Global Shipping Activity Soars Amid Red Sea Disruptions

A full frame of stacks of shipping containers in a shipyard.

Shipping activity, measured in ton miles, is set for its second-highest annual increase on record due to geopolitical disruptions in the Middle East and Europe, reports Clarksons Research, a leading shipbroker unit. The marker, which calculates the volume of cargo transported by the distance it sails, is projected to rise by 5.1% compared to 2023, equating to 3.2 trillion ton miles.

Rerouting Around the Red Sea

This surge is largely due to vessels having to reroute their usual paths thousands of miles around the horn of Africa to avoid the Red Sea and Gulf of Aden. These areas have become hotspots for attacks by Yemen’s Houthi rebels on ships, with the intensity of these incidents escalating in recent weeks following the successful sinking of a vessel using a sea drone.

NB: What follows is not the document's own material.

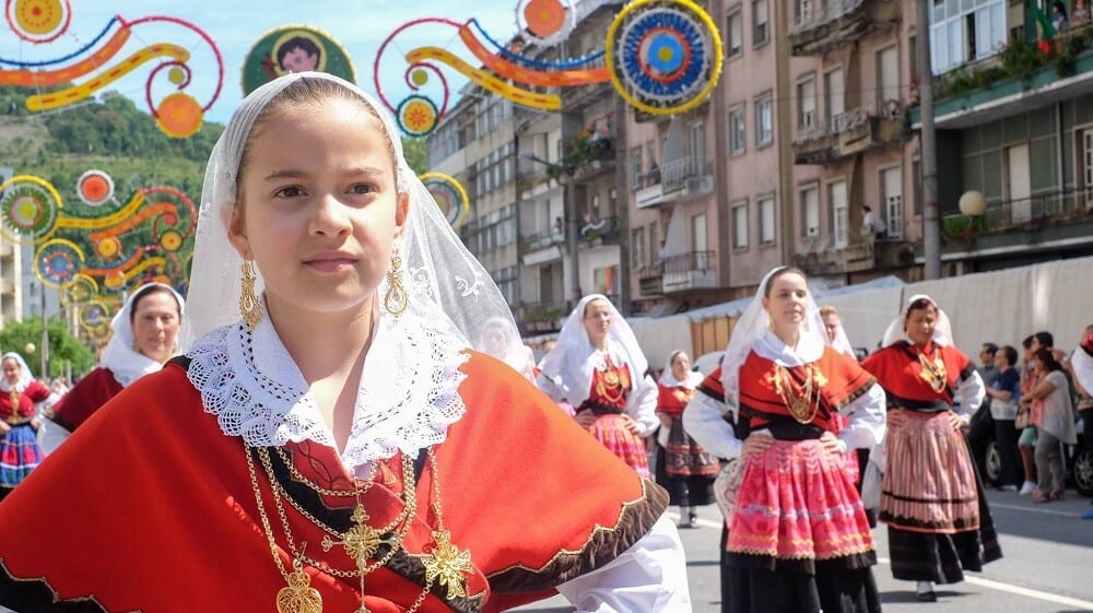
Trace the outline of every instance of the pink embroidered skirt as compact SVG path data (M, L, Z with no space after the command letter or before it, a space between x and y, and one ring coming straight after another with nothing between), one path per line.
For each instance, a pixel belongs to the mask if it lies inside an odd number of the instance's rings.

The Environmental and Trade Implications

The extended distances are likely to hinder global efforts to reduce carbon emissions. However, an “encouraging start to the year” in trade volumes is also contributing to the increase in ton miles, indicating that the rise is not solely due to longer journeys, according to Clarkson analyst Trevor Crowe.

Container Shipping Takes the Brunt

The impact of the Red Sea disruption on ton miles has been most acutely felt in container shipping, with approximately 690 ships currently navigating around the Cape of Good Hope. As a result, average seaborne trade hauls are expected to increase by 2.8% this year, compared to a 1.8% rise the previous year.